A point object is moving at a constant speed of \(1 \mathrm{~ms}^{-1}\) along the principal axis of a convex lens of focal length \(10 \mathrm{~cm}\). The speed of the image is also \(1 \mathrm{~ms}^{-1}\), when the object is at \(\mathrm{cm}\) from the optical centre of the lens.

Given, \(f=10 \mathrm{~cm}\)
\(\frac{d u}{d t}=1 \mathrm{~ms}^{-1}, \frac{d v}{d t}=1 \mathrm{~ms}^{-1}\)
From lens formula
\(\begin{gathered}\frac{1}{f}=\frac{1}{u}+\frac{1}{v} \\ \frac{1}{v}=\frac{1}{f}-\frac{1}{u}=\frac{u-f}{f u} \Rightarrow v=\frac{f u}{u-f}\end{gathered}\)

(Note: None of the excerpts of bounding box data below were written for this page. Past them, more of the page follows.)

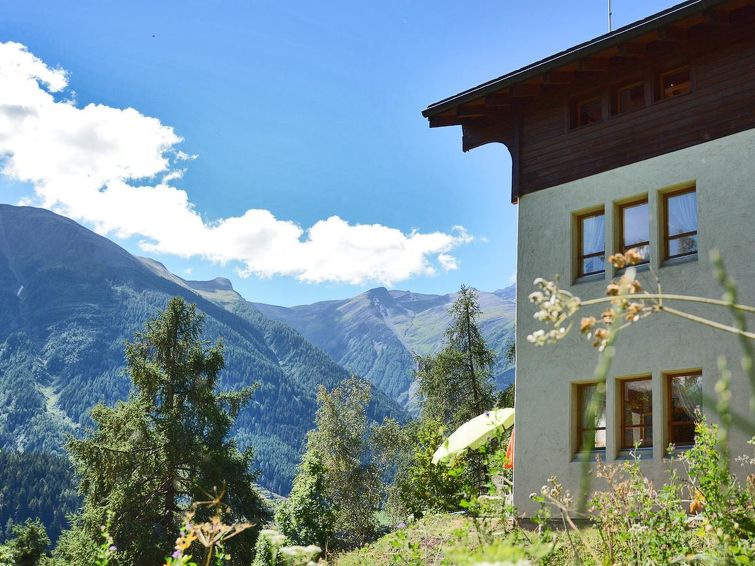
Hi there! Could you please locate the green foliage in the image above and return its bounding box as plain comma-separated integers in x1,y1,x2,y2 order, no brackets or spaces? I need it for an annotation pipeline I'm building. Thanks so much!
415,285,495,430
683,422,755,564
0,519,50,566
377,419,463,520
69,297,263,564
0,451,80,542
275,451,335,548
0,205,403,510
286,377,381,549
252,529,286,566
52,516,104,566
591,456,696,564
307,377,381,547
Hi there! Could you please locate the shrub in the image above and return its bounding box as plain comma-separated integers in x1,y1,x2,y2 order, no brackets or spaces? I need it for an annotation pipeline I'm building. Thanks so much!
275,451,335,548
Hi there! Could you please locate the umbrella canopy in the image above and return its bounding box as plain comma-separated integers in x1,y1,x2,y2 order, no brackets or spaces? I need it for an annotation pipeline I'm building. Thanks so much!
433,407,514,464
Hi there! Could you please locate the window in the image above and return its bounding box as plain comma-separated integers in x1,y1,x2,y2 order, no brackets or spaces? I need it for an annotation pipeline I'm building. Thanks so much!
666,371,703,446
663,187,697,259
577,210,606,277
572,96,603,127
660,67,692,98
576,383,606,452
616,83,645,114
619,199,650,263
619,376,653,449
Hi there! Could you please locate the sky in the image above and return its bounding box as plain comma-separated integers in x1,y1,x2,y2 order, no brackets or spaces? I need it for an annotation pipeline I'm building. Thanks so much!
0,0,674,306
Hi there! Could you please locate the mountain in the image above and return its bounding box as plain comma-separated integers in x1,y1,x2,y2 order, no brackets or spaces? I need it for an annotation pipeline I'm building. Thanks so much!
0,205,405,511
254,286,516,407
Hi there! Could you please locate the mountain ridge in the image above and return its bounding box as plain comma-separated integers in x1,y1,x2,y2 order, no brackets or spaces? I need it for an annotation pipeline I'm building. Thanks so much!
0,205,404,493
253,285,516,411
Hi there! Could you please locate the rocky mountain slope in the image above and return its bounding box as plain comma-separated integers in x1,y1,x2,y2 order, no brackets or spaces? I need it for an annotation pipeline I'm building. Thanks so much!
0,205,404,493
254,287,516,407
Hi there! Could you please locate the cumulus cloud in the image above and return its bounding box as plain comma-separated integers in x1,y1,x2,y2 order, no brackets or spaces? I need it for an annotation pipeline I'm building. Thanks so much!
0,42,472,284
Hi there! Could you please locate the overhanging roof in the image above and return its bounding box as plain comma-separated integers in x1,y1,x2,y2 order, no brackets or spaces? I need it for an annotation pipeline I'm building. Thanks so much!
422,0,727,118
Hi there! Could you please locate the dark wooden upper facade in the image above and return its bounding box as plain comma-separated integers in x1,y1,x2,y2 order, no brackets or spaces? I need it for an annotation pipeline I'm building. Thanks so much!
423,0,755,202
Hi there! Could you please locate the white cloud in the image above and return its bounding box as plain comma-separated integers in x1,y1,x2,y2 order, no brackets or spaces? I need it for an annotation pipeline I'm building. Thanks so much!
0,42,472,284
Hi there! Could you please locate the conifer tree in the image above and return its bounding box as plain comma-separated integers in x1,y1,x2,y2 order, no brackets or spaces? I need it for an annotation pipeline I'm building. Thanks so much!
68,297,263,564
0,519,50,566
278,377,381,548
415,285,495,430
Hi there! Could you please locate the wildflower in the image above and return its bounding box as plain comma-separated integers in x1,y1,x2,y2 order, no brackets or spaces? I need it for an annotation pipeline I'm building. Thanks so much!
579,316,598,334
606,283,621,297
608,254,627,269
626,303,643,322
624,248,643,265
689,489,705,515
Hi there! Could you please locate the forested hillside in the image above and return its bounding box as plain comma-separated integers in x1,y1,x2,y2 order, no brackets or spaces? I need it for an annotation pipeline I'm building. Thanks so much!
0,205,402,510
254,287,515,406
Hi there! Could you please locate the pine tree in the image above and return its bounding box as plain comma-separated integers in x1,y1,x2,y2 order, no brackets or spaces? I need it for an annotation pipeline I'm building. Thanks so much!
0,519,50,566
275,450,335,549
415,285,495,430
68,297,263,564
286,377,381,548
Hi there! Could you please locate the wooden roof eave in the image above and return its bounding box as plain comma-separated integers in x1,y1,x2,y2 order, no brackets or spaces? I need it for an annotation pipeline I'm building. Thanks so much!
422,0,727,121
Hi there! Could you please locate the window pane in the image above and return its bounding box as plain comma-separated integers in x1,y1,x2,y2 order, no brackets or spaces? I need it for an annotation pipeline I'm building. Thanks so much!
621,202,650,248
661,69,692,98
666,191,697,237
581,214,606,255
577,98,603,126
579,385,606,428
582,255,606,275
622,379,653,448
624,244,650,263
578,385,606,450
669,374,703,445
618,84,645,112
668,236,697,257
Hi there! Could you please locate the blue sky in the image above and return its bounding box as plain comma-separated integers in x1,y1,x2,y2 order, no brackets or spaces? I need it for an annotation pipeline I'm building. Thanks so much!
0,0,673,305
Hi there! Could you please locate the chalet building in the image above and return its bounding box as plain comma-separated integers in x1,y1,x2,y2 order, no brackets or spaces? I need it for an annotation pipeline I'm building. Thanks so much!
423,0,755,512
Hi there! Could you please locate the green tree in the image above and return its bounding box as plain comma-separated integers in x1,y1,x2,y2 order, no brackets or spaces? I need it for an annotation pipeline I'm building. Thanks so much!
307,377,381,547
373,419,464,520
0,519,50,566
68,297,263,564
415,285,495,429
275,450,335,548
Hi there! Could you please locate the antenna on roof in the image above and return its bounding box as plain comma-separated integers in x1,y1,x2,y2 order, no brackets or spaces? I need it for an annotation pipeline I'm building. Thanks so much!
608,0,613,33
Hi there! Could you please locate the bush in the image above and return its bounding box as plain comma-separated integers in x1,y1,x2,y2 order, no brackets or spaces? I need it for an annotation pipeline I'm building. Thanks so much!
275,451,335,548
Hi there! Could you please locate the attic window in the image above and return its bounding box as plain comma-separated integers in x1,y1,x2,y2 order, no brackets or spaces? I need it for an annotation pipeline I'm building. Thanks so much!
572,96,603,128
661,67,692,98
616,83,645,114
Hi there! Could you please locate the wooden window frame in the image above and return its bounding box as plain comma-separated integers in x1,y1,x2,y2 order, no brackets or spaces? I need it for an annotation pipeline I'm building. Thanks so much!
618,197,650,265
574,381,608,453
663,369,703,448
658,65,693,100
577,208,606,277
571,94,605,130
614,81,648,115
618,375,655,450
662,185,700,260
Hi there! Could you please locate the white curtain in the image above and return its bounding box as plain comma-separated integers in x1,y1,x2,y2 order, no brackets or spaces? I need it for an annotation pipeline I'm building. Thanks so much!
668,192,697,236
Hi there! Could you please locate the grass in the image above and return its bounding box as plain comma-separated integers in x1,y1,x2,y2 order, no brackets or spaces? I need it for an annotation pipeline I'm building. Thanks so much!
330,514,598,566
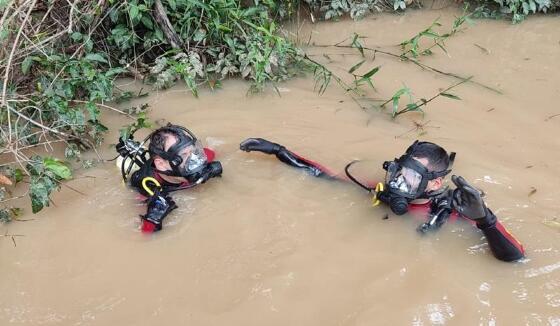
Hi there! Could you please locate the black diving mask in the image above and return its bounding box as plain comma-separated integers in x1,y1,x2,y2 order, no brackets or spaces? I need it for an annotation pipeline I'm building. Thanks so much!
378,141,455,215
149,124,208,180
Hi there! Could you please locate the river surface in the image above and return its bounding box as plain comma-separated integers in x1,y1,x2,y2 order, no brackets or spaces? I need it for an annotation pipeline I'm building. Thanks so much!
0,9,560,326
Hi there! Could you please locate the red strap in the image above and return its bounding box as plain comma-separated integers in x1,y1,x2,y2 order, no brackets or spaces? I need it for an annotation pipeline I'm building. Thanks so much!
142,220,156,233
204,147,216,162
496,221,525,254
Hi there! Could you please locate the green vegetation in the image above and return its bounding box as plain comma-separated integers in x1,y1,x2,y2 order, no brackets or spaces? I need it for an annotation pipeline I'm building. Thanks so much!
0,0,560,221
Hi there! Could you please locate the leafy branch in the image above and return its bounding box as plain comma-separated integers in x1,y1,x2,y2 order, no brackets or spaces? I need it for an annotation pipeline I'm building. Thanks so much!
380,77,472,119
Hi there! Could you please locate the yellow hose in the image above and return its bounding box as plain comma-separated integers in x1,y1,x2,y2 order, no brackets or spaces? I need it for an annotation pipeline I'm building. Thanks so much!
371,182,385,206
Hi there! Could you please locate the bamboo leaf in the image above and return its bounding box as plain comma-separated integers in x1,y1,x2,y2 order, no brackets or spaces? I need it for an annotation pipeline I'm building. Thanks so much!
439,93,461,100
348,60,366,74
362,66,381,79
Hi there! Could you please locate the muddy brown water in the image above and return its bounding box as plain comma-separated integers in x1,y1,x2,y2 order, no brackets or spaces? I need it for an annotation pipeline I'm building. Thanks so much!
0,10,560,325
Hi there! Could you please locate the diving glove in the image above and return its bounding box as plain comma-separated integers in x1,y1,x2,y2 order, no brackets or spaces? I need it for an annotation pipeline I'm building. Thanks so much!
115,137,129,157
451,175,496,229
239,138,285,154
140,190,177,231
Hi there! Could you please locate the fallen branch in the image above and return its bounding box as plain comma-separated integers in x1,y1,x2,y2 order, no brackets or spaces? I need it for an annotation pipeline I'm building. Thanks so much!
154,0,183,49
313,42,503,95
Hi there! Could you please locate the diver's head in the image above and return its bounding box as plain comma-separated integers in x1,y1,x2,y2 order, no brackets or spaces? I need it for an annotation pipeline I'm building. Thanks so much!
407,142,450,193
379,141,455,215
148,125,207,180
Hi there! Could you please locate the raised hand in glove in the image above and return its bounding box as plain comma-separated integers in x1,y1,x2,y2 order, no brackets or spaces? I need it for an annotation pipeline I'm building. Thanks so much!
451,175,496,227
239,138,284,154
115,137,129,157
140,190,177,231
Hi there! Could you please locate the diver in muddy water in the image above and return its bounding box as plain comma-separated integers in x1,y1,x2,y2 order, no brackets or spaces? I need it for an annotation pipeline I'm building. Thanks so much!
240,138,524,262
116,124,222,233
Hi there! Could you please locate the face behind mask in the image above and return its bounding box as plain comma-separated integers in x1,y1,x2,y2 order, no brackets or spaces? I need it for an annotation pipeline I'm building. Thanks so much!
150,125,222,184
377,141,455,215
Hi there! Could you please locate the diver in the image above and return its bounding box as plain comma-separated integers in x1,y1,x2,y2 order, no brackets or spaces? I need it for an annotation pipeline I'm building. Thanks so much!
239,138,525,262
116,124,222,233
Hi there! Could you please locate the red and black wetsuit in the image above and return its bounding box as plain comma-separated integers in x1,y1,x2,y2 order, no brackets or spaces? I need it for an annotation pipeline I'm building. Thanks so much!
130,148,216,233
260,147,525,261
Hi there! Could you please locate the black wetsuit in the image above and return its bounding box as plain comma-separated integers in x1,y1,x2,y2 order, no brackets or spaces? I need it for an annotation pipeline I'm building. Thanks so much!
245,146,525,262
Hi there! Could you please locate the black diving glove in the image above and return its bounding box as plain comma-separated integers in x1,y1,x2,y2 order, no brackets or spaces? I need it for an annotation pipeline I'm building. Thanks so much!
140,190,177,231
115,137,129,157
239,138,285,154
451,175,496,229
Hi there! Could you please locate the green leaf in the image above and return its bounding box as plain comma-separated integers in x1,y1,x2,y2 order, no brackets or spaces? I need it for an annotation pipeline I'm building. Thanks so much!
70,32,83,42
128,3,140,20
86,53,108,63
362,66,381,78
406,103,418,111
168,0,177,11
348,60,366,74
29,176,57,214
14,169,23,183
43,157,72,180
86,102,99,121
21,56,33,75
140,16,154,29
439,93,461,100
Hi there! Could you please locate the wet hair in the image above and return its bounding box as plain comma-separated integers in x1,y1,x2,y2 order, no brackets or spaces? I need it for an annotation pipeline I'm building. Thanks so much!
148,125,192,155
410,141,449,172
149,128,176,154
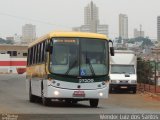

Differentiating Eq. (i) w.r.t. \(t\),
\(\begin{aligned} \frac{d\left(\frac{1}{f}\right)}{d t} & =\frac{d\left(\frac{1}{u}\right)}{d t}+\frac{d\left(\frac{1}{v}\right)}{d t} \\ 0 & =-\frac{1}{u^2} \frac{d u}{d t}-\frac{1}{v^2} \frac{d v}{d t} \Rightarrow \frac{1}{u^2} \frac{d u}{d t}=-\frac{1}{v^2} \frac{d v}{d t} \\ \Rightarrow-\frac{v^2}{u^2} & =\frac{d v}{d t} \times \frac{d t}{d u}\end{aligned}\)
Putting Eq. (ii) values in the above equation,
\(-\frac{(f u)^2}{(u-f)^2} \frac{1}{u^2}=\frac{d v}{d t} \times \frac{d t}{d u} \Rightarrow(u-f)^2=f^2 \times \frac{d u}{d t} \times \frac{d t}{d v}\)
Substituting given values in above equation,
\((u-10)^2=(10)^2 \times 1 \times \frac{1}{1}=10^2\)
or \(u-10=10 \Rightarrow u=20 \mathrm{~cm}\)